本文部分内容参考
万字长文 | Thermal框架源码剖析,
Linux Thermal机制源码分析之框架概述_不捡风筝的玖伍贰柒的博客-CSDN博客,
“热散由心静,凉生为室空” - linux温控的那些事儿_内核工匠的博客-CSDN博客,
Linux thermal governor之IPA分析_内核工匠的博客-CSDN博客
特此致谢!
接前一篇文章Linux内核Thermal框架详解十三、Thermal Governor(3)
二、具体温控策略
上一篇文章介绍并详细分析了fair_share governor的源码。本文介绍第3种温控策略:step_wise。
3. step_wise
step_wise是CPU温控常用的governor,其在温控管理上有着良好的表现。在计算target cooling state的过程中,step_wise除了根据配置的温度触发点(TripPoint)获知是否throttle外,还添加了一个参考项:trend,即温升趋势。Linux Thermal框架定义了三种trend type:上升(RAISING)、下降(DROPPING)、稳定(STABLE)。step_wise将温升趋势(trend)分为三种:上升、下降、稳定。step_wise根据配置的温度触发点及温度趋势以步进的方式调节CPU的状态,具体来讲就是调节频率。比如:温度已经超过触发点同时温度处于上升状态,则step-wise就会将CPU的coolingstate上调一级(对应操作是频率降低),然后继续轮询CPU的温度,通过判断温度趋势再执行相应动作。
一句话概括,step_wise governor根据cur_state、温升趋势trend、是否throttle去计算cooling_device的target_state,从而达到控制cooling_device来控制温升。
step_wise governor的代码在drivers/thermal/gov_step_wise.c中。它比bang_bang和fair_share复杂了不少,代码一共有200行出头。由于代码较长,在此就不全部列出了,而是直接分段贴出并进行分析。
(1)THERMAL_GOVERNOR_DECLARE相关代码
先来看THERMAL_GOVERNOR_DECLARE。它是一个宏定义,在drivers/thermal/thermal_core.h中,代码如下:
/* Init section thermal table */
extern struct thermal_governor *__governor_thermal_table[];
extern struct thermal_governor *__governor_thermal_table_end[];
#define THERMAL_TABLE_ENTRY(table, name) \
static typeof(name) *__thermal_table_entry_##name \
__used __section("__" #table "_thermal_table") = &name
#define THERMAL_GOVERNOR_DECLARE(name) THERMAL_TABLE_ENTRY(governor, name)
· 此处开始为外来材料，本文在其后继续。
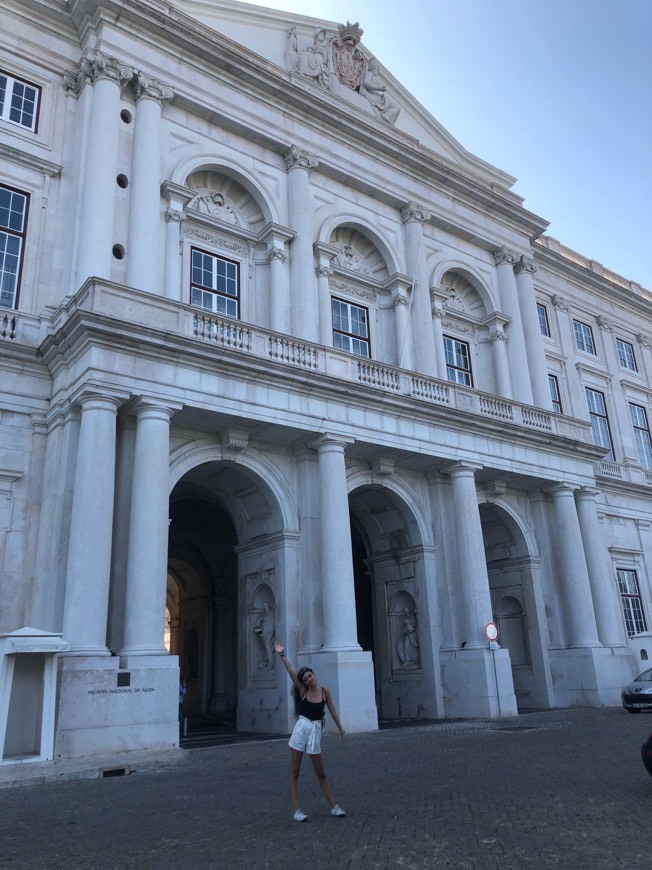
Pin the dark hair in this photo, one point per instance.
(295, 692)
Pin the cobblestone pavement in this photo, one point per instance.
(556, 789)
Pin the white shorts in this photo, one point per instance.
(306, 736)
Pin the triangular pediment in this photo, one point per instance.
(330, 58)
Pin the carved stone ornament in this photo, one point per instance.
(214, 204)
(297, 157)
(348, 61)
(348, 259)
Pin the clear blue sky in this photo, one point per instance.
(557, 93)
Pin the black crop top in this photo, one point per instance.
(313, 710)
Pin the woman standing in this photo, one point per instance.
(310, 699)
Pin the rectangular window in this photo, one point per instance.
(631, 601)
(544, 325)
(215, 283)
(583, 337)
(350, 328)
(19, 102)
(626, 355)
(554, 392)
(642, 434)
(13, 224)
(599, 420)
(458, 361)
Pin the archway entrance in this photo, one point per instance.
(226, 574)
(517, 605)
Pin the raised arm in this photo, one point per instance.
(280, 649)
(333, 712)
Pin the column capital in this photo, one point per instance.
(524, 264)
(297, 157)
(147, 87)
(505, 255)
(412, 212)
(328, 441)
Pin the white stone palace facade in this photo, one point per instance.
(280, 358)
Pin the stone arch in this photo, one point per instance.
(352, 229)
(467, 283)
(273, 485)
(237, 174)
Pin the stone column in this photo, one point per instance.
(438, 336)
(474, 580)
(524, 269)
(91, 523)
(575, 586)
(421, 315)
(148, 533)
(503, 379)
(303, 290)
(98, 187)
(401, 305)
(516, 352)
(603, 586)
(143, 262)
(338, 589)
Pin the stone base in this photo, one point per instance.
(478, 683)
(350, 678)
(112, 704)
(591, 676)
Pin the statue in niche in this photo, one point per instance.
(265, 629)
(348, 259)
(407, 645)
(375, 91)
(215, 205)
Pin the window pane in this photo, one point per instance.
(626, 355)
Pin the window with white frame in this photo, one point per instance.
(458, 361)
(544, 324)
(554, 393)
(626, 355)
(642, 434)
(215, 283)
(13, 225)
(630, 597)
(350, 328)
(584, 337)
(19, 102)
(599, 420)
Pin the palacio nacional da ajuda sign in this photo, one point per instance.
(280, 358)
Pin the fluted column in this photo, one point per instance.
(148, 533)
(474, 580)
(143, 259)
(338, 588)
(518, 361)
(303, 290)
(401, 305)
(503, 379)
(98, 189)
(421, 315)
(438, 335)
(524, 269)
(91, 524)
(575, 585)
(606, 600)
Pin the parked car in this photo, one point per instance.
(638, 695)
(646, 754)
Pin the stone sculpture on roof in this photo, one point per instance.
(336, 62)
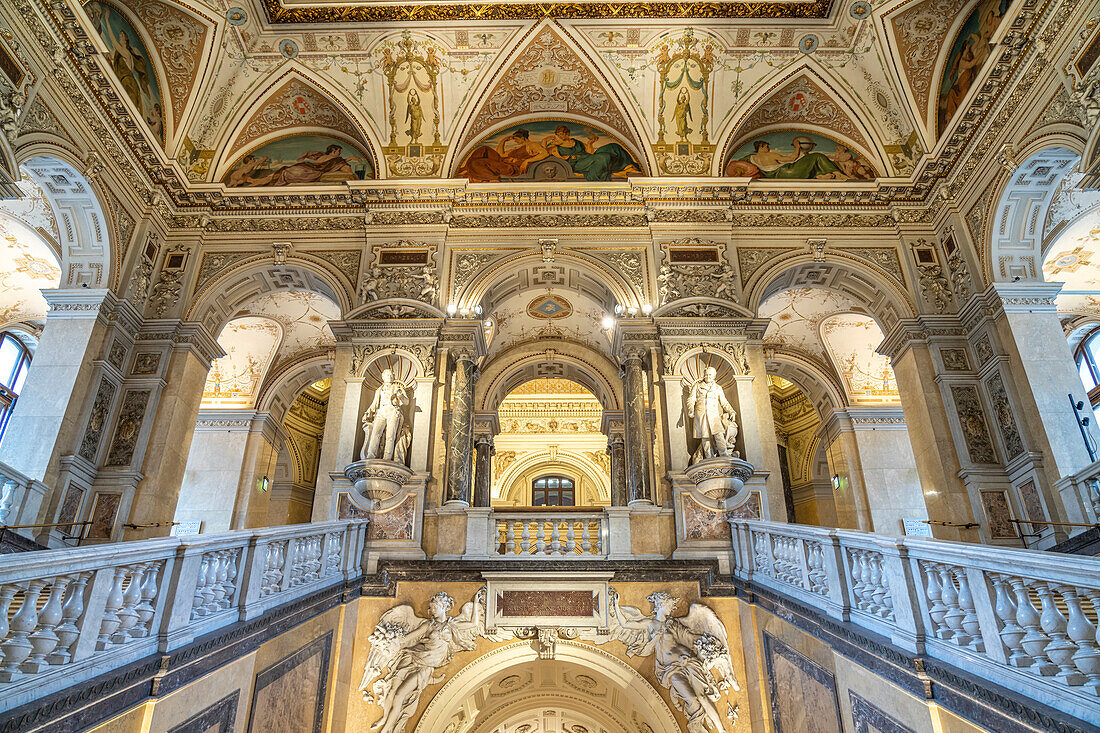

实际上这段代码在前文Linux内核Thermal框架详解四、Thermal Core(3)中已经进行了详细分析,这里就不再赘述了。不过为了便于理解和加深印象,将step_wise governor展开后的代码再次列出:
static struct thermal_governor thermal_gov_step_wise = {
.name = "step_wise",
.throttle = step_wise_throttle,
};
static struct thermal_governor *__thermal_table_entry_thermal_gov_step_wise \
__used __section("__governor_thermal_table") = &thermal_gov_step_wise
Thermal Governor都是通过THERMAL_GOVERNOR_DECLARE定义到了__governor_thermal_table这段空间内。然后在thermal core初始化时通过调用thermal_register_governors来注册到thermal_governor_list链表中。再之后通过经由“thermal_init->thermal_register_governors-> thermal_set_governor”路径和thermal zone device关联上。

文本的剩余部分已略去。